Natürlich würde es in Kürze Bilder geben, aber eben nur verspätete, keine von der kritischen Landung des Airbus selbst, die mit Sicherheit spektakulär werden und vielleicht sogar in einer Katastrophe enden würde. Es war auch sehr unwahrscheinlich, daß für die Erstausgabe der Nachrichten, die über Satellit einen Großteil der Ostküste und Teile des Mittelwestens abdeckte, überhaupt Bilder zur Verfügung standen. Immerhin, und das war ein kleiner Trost, hatte der Bürochef in Dallas erfahren, daß weder die großen Konkurrenten noch die lokalen Sender Kamerateams am Flughafen hatten, obwohl auch die bereits unterwegs waren.

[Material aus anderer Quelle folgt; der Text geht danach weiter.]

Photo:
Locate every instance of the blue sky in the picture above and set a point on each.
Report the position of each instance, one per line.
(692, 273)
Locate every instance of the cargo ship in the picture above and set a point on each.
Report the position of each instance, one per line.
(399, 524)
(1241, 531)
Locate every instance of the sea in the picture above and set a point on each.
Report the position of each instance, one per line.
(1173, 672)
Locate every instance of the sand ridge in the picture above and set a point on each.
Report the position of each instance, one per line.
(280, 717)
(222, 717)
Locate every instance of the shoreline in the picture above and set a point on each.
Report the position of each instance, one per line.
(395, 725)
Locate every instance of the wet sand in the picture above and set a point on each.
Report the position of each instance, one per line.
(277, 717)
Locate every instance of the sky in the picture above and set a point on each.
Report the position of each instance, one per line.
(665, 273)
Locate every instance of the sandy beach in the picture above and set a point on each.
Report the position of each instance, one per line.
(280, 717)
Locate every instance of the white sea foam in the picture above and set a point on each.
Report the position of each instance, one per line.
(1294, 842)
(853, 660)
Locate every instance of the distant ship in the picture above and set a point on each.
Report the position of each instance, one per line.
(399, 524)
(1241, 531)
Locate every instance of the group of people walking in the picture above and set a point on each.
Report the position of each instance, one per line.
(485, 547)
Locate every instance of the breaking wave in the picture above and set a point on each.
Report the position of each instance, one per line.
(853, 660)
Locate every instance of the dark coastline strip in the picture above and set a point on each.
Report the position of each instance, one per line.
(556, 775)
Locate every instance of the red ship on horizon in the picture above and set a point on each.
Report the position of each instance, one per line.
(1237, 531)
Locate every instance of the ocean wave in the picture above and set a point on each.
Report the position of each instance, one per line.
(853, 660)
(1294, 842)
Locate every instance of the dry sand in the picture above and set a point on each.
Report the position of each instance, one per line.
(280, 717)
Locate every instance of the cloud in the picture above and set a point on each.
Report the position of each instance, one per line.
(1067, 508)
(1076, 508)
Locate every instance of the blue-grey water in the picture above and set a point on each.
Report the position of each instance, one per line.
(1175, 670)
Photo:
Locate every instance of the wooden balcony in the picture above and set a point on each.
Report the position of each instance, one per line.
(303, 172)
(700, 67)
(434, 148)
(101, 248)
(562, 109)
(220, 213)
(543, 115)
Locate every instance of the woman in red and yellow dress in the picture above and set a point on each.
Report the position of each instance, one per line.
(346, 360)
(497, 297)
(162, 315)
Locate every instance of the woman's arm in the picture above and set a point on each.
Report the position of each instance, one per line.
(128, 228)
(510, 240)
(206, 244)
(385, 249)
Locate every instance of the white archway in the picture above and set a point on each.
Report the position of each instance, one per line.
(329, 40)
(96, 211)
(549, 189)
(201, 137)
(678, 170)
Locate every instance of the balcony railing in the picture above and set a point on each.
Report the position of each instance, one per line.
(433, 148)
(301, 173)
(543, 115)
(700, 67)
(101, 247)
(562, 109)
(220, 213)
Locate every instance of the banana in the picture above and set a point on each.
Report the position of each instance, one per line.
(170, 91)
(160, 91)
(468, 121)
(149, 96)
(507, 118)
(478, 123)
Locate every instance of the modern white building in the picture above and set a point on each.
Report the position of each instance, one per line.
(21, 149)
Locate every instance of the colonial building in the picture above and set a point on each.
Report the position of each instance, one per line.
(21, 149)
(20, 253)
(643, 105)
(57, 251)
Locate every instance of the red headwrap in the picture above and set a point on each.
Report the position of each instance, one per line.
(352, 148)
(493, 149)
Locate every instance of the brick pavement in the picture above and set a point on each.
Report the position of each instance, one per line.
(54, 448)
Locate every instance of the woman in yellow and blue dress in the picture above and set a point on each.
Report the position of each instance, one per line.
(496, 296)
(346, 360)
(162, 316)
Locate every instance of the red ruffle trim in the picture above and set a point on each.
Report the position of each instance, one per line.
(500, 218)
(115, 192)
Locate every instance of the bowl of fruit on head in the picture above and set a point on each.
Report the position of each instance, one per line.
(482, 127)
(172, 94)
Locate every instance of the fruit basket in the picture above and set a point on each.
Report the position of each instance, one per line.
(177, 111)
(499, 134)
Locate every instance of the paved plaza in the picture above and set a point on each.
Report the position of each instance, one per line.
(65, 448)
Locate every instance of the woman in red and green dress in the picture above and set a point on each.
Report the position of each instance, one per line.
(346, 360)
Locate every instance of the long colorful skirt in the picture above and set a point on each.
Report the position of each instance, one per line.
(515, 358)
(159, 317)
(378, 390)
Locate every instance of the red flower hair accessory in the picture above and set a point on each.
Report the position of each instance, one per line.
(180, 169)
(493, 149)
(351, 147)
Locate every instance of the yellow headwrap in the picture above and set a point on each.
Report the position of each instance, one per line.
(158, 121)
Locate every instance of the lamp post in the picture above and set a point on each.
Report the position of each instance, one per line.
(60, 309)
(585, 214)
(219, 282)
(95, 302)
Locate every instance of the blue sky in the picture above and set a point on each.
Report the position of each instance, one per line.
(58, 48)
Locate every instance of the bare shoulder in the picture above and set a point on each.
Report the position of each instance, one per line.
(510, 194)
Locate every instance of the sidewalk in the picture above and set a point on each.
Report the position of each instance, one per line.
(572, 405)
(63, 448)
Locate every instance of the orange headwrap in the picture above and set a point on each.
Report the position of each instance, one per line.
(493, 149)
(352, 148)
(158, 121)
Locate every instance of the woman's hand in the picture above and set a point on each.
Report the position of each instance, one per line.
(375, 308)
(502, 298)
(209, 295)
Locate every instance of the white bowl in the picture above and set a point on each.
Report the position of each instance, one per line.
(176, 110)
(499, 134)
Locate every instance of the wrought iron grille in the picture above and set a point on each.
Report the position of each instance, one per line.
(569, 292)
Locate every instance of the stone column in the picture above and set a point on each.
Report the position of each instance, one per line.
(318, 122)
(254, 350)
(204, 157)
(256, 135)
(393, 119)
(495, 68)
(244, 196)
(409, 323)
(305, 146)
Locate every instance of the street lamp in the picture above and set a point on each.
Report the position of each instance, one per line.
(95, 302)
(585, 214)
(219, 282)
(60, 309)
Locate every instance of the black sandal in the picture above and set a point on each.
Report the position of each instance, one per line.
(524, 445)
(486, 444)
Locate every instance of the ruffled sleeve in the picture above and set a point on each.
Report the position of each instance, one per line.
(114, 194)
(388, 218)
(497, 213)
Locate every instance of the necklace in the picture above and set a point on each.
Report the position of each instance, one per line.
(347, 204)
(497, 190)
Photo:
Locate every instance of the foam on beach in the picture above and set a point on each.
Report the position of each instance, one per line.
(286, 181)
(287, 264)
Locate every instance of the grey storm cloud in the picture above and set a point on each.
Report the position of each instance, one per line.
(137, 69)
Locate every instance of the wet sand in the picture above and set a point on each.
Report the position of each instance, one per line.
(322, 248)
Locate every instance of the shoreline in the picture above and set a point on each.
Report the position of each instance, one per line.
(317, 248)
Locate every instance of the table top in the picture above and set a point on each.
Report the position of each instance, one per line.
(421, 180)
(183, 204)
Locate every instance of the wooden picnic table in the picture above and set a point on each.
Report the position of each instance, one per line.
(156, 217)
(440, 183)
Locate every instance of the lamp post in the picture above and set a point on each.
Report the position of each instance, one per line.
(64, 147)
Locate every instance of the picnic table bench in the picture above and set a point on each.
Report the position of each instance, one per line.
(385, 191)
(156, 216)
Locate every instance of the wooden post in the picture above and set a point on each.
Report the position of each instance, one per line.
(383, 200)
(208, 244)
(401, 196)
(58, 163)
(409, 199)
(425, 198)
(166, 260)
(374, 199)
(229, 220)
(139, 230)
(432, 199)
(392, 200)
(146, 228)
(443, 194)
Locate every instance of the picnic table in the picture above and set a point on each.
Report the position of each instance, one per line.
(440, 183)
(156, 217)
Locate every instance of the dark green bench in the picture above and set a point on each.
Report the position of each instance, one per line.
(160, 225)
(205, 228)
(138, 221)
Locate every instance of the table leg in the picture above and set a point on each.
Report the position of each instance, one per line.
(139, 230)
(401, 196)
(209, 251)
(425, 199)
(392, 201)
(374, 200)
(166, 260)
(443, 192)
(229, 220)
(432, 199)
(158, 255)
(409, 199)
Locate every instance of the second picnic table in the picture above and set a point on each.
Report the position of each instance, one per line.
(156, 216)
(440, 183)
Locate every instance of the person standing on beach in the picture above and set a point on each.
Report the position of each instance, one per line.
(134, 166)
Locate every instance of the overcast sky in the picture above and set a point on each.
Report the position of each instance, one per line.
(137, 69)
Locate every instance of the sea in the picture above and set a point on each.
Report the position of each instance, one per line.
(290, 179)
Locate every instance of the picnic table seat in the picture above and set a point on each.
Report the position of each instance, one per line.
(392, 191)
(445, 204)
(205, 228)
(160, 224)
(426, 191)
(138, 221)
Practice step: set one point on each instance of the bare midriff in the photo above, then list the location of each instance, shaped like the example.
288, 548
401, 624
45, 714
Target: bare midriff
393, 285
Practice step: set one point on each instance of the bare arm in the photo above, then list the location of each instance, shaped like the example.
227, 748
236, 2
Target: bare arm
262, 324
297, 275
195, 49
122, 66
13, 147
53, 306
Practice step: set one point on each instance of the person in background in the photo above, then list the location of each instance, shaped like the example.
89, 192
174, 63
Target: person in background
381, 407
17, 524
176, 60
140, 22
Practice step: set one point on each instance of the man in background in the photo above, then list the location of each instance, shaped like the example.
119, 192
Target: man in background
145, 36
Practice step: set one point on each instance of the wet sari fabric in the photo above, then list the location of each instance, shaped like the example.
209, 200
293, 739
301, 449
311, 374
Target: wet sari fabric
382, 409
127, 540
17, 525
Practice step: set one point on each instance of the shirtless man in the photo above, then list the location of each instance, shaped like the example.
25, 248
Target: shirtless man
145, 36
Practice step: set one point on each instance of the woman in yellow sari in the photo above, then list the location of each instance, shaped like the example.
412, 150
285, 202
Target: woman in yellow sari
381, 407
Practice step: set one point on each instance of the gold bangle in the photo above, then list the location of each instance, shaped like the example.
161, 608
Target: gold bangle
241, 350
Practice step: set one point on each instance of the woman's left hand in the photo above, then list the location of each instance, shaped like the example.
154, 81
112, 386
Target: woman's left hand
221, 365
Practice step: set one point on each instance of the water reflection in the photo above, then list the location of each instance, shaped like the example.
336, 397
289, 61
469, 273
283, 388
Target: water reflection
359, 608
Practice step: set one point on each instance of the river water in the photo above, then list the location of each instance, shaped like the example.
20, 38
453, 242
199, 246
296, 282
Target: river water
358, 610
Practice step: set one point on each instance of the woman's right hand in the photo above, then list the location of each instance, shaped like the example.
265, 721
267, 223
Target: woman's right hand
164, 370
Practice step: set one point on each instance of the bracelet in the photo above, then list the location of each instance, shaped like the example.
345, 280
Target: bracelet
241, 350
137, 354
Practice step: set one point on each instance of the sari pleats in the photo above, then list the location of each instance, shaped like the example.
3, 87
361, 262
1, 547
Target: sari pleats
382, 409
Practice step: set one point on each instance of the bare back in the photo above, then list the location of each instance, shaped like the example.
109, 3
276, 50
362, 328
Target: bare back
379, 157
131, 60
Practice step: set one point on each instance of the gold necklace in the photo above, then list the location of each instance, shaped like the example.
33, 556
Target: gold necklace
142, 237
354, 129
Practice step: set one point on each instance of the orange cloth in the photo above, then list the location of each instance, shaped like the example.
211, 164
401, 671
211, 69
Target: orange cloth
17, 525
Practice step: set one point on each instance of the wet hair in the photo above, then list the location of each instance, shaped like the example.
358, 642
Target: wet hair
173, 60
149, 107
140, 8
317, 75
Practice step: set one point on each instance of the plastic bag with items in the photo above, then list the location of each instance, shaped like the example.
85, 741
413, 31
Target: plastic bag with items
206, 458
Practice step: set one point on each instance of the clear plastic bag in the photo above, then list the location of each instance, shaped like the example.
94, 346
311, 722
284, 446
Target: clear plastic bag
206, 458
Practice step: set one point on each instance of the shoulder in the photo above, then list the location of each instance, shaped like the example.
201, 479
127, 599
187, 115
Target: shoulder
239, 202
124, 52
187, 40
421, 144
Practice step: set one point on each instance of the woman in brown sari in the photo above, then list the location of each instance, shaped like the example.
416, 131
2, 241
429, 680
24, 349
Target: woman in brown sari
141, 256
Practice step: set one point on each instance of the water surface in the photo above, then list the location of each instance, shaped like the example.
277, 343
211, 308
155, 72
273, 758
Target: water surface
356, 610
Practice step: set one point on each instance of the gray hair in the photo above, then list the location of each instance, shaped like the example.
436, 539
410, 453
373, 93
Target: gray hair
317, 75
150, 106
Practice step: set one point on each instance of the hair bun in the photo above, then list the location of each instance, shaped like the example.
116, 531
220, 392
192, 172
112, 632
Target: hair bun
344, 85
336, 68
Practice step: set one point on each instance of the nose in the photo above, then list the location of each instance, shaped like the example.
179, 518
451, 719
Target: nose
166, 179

Von seinem Schreibtisch im Redaktionssaal beobachtete Ernie LaSalle, der noch immer mit seinen Telefonen beschäftigt war, den üblichen Trubel in dem hell erleuchteten Studio kurz vor Sendebeginn. In diesem Augenblick betrat Crawford Sloane den Raum. Die Fernsehzuschauer hatten während der Sendung immer den Eindruck, als würde Sloane mitten im Redaktionssaal sitzen. Doch in Wirklichkeit trennte eine dicke, schalldichte Glaswand die beiden Zimmer, und der Lärm aus dem Redaktionssaal drang nur dann in das Studio, wenn er mit Absicht zugespielt wurde.